У Шолохова во всех его рассказах, повестях, романах непрестанно, несчётно, в катастрофических количествах, убивают. Расстреливают, вешают, рубят на куски, душат, давят. Зверствуют, насилуют, изгаляются. Ни одна проза не выдержала бы такого потока явленной человеческой мерзости.
Григорий Мелехов метался-метался, да так и обратился в бандита. Он убил множество людей, сам и не помнил сколько. Белых, красных, казаков, хохлов, поляков…

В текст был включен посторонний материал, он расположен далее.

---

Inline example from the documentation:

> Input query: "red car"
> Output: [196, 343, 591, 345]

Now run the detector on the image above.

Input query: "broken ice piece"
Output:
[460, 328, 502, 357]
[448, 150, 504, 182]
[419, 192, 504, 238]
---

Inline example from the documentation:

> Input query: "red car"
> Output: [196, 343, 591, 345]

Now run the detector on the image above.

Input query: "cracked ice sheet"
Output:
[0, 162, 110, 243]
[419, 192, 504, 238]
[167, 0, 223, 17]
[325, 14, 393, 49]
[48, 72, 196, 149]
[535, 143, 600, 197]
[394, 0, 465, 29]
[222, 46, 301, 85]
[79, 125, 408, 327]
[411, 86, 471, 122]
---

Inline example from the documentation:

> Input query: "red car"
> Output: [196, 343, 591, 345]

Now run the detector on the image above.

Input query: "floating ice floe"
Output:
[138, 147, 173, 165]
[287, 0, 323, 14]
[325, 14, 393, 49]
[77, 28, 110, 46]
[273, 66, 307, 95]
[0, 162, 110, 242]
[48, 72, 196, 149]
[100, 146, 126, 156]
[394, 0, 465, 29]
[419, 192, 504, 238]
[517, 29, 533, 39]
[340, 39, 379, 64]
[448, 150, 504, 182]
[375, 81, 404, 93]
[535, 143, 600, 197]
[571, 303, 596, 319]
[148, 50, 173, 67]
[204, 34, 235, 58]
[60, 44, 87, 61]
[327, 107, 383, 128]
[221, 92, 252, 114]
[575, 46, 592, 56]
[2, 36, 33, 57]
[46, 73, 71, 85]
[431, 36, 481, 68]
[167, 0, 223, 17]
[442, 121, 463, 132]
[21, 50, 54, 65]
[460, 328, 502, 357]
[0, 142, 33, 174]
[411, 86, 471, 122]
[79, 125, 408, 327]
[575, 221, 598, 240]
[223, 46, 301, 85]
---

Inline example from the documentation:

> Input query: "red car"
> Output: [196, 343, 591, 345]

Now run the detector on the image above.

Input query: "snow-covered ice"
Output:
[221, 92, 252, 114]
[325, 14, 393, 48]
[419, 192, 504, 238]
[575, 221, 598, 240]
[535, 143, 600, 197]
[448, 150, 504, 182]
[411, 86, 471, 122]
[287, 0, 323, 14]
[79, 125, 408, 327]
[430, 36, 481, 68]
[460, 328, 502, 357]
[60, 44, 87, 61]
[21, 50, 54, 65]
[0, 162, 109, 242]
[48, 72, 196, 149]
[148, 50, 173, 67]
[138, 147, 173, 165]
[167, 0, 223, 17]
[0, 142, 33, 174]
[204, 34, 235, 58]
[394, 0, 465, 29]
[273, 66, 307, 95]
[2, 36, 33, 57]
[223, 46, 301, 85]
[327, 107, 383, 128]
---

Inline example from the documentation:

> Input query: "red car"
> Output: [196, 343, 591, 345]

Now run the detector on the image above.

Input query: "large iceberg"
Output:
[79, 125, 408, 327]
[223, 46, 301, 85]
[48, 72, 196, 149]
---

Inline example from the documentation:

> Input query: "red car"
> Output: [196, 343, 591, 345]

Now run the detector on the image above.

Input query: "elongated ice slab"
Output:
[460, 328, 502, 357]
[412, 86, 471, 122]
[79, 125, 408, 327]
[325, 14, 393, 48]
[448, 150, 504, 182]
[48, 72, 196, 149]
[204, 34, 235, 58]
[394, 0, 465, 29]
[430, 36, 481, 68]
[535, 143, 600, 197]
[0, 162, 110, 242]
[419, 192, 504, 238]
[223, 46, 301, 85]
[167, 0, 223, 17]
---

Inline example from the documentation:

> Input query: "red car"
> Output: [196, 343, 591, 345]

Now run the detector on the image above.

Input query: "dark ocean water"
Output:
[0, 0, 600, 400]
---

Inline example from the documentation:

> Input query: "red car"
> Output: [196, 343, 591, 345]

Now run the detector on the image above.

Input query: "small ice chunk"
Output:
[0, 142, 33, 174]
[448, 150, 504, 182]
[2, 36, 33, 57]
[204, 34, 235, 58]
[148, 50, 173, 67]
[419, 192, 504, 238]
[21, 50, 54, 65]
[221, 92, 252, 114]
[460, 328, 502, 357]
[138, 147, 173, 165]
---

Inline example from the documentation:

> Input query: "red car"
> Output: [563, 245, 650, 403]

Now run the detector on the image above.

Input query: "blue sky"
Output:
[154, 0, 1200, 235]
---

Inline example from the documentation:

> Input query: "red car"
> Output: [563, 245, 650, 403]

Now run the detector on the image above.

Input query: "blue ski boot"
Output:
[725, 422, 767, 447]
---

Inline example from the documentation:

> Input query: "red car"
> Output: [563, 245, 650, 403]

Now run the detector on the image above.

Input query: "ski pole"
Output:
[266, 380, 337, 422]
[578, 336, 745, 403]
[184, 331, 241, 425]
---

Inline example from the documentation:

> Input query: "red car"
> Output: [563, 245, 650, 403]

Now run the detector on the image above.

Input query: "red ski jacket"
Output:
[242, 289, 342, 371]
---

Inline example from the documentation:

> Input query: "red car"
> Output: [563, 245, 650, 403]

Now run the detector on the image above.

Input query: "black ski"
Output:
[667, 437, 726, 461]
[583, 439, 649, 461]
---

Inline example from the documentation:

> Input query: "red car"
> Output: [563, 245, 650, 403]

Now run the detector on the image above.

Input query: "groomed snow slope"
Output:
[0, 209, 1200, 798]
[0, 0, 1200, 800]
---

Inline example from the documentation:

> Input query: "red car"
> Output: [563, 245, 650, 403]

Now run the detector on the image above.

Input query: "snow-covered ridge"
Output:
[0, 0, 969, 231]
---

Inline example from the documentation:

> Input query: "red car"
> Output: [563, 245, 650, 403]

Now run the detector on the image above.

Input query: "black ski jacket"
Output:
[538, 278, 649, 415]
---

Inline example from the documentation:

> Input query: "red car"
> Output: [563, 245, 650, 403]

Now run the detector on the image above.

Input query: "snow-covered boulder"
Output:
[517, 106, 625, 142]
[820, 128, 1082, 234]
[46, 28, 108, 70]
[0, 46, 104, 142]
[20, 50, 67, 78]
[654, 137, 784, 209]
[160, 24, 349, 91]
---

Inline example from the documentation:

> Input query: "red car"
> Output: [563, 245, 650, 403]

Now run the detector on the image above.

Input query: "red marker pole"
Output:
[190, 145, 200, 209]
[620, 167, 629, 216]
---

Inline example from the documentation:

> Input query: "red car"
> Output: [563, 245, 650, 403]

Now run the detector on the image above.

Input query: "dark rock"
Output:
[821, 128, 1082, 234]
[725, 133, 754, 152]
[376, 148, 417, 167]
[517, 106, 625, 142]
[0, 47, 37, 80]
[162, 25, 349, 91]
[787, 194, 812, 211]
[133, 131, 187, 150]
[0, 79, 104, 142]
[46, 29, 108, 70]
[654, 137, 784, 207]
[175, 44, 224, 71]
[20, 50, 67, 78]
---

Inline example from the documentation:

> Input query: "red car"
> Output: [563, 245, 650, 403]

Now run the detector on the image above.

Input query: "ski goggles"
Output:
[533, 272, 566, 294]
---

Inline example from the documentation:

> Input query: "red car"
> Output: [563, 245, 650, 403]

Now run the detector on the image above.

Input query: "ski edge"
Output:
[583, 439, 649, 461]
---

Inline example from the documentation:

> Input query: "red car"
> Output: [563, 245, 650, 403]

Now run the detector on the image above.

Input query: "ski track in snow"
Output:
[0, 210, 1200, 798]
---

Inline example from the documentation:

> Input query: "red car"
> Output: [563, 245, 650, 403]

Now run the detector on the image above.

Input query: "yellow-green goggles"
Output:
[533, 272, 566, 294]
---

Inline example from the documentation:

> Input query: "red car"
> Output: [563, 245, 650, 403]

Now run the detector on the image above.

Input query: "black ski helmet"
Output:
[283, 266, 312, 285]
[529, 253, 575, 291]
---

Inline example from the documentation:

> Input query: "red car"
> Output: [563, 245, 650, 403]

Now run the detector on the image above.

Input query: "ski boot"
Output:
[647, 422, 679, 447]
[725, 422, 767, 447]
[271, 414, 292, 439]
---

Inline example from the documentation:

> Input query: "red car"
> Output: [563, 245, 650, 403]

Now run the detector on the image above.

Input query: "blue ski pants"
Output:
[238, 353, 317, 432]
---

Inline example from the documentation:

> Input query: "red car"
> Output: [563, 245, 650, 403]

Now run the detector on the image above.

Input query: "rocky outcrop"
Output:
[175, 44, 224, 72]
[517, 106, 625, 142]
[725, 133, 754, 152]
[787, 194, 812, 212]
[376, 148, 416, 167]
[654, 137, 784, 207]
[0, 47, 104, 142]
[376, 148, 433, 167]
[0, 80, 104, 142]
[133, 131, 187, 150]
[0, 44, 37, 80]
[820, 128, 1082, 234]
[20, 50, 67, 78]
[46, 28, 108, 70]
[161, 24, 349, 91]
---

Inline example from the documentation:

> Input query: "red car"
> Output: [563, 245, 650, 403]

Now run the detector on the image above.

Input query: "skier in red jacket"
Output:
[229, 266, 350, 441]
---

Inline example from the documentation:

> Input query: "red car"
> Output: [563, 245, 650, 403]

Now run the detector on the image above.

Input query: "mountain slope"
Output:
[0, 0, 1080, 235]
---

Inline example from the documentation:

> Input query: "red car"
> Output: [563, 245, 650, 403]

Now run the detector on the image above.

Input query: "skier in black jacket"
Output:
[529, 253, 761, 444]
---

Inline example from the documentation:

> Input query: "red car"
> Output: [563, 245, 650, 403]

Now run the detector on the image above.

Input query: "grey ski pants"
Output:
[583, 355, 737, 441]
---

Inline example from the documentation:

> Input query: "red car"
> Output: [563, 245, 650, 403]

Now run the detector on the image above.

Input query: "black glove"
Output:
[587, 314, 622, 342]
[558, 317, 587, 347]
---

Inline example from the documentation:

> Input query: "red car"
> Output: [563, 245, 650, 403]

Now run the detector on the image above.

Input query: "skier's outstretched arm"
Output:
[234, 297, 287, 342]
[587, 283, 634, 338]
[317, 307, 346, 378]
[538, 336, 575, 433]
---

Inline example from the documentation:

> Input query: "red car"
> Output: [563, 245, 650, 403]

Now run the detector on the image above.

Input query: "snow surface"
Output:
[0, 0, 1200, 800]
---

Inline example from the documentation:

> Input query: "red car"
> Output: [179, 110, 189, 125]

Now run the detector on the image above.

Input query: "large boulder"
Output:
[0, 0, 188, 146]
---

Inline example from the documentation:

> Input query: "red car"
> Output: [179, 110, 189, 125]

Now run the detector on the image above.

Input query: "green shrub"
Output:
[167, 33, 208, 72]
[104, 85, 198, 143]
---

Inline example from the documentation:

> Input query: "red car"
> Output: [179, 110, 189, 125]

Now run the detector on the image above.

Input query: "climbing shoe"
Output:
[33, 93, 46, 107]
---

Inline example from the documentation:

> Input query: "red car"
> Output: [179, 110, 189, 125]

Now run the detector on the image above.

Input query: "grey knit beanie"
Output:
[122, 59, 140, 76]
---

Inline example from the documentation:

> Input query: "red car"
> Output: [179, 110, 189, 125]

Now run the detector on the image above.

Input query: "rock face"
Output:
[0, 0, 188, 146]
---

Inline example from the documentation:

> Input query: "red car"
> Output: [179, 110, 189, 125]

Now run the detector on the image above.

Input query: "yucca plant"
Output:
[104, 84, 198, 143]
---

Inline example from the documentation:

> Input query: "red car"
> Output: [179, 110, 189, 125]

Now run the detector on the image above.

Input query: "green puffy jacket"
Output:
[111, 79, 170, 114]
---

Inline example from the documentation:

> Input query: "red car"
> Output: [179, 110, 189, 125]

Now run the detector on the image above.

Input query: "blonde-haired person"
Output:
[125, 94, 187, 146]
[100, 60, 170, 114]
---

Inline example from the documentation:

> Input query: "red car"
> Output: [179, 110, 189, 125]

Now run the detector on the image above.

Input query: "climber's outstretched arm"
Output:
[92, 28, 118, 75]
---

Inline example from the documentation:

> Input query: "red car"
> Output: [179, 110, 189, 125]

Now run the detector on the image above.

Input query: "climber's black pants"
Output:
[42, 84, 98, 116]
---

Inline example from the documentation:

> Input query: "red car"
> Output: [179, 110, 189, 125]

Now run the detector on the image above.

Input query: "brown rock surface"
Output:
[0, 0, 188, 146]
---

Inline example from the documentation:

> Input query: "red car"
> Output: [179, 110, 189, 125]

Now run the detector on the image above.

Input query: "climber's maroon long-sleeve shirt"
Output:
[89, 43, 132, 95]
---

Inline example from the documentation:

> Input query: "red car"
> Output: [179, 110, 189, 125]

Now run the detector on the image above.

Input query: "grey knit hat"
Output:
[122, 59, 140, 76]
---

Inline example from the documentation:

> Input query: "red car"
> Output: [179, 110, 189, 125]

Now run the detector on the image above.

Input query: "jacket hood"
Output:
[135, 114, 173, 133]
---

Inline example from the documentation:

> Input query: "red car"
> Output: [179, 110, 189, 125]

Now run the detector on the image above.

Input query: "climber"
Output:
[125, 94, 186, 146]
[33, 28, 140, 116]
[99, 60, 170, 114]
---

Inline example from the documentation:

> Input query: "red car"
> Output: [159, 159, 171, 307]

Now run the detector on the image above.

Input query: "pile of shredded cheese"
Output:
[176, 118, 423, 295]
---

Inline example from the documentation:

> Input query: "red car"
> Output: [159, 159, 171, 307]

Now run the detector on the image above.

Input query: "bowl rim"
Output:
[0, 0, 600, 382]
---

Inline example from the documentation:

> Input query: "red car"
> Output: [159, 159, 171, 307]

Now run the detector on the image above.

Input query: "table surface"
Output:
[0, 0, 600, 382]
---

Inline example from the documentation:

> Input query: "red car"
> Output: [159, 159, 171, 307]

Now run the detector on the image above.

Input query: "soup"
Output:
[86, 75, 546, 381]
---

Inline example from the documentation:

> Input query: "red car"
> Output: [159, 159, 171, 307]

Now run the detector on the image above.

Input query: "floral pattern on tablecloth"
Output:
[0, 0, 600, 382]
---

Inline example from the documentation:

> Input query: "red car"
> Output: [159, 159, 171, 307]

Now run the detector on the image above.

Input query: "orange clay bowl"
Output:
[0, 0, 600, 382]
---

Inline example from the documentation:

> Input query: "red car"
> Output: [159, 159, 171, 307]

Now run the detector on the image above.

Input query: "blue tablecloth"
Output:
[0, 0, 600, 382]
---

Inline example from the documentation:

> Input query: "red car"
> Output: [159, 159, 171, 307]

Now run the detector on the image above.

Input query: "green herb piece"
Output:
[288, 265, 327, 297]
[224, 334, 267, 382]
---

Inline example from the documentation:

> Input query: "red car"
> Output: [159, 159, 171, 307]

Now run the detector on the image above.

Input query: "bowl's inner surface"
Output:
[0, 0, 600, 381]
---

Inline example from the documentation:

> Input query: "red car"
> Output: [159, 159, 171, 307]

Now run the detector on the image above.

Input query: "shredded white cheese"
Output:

Десятки матерей оттого, что Мелехов родился на белый свет и вырос, взяв в руки оружие – не дождались своих сыновей, и чёрное горе разрубило их сердца навсегда. Десятки жён стали вдовами. Десятки детей – сиротами.
А мы всё смотрим на этого казацкого Гамлета и болеем о нём.
Но если бы только о нём!
Когда после первой вспышки страсти Мелехов говорит Аксинье: «Надумал я, давай с тобой прикончим…» – она ждёт, что он завершит так: «…прикончим Степана». Но вместо этого он предлагает: «…прикончим эту историю». Она ж была готова убить мужа, с которым венчалась! Пошла бы на это! Она никакой пощады не ведает! Она ж просто чудовищна!
Но и это потрясающей силы образ. И мы любим её.
Это Шолохов нас, вопреки всему, подвёл к этой любви, наделил ею.
Любим матершинника и бабника Лопахина.
Брехуна и труса Щукаря.
Припадочного упрямца Нагульнова.
Бестолкового атаманца Христоню.
Дарью-гулёну, взявшую на себя два греха – убийства пленного и самоубийства.
Наталью любим, тоже свершившую попытку самоубийства, а в итоге всё-таки убившую и себя, и своё нерождённое дитя.
Мы приняли их всех. Нам всех их жалко.
И молодого комиссара из «Родинки». И его отца, совершившего два жутких греха подряд: убившего и собственного сына, и себя самого.
И Дуню любим, мелеховскую сестру, вышедшую замуж за убийцу собственного брата. И Василису Ильиничну любим, принявшую убийцу старшего сына в дом.
И убийцы становятся новыми детьми этим матерям. Потому что русскому роду не должно быть предела. И где-то в иной жизни другая почерневшая от горя мать так же приютит Григория Мелехова, убившего её сына.
Шолохов смотрел на людей – прости господи, – взглядом, каким, кажется, смотрит на людей Бог.
Люди страшные, слабые, беспощадные, но любимые. Оттого, что всё ещё любящие и жертвующие собой во имя той любви.
Каким нам запомнить его?
При невеликом своём росте до самой старости не выглядел низким.
В нём было 166 сантиметров – это рост Пушкина. Шолохов был выше Гоголя (158) и немногим ниже Есенина (168) и Достоевского (169).
Где бы ни появился этот ладный парень, он словно заполнял собой пространство: быстрый в движениях, эмоциональный, яркий.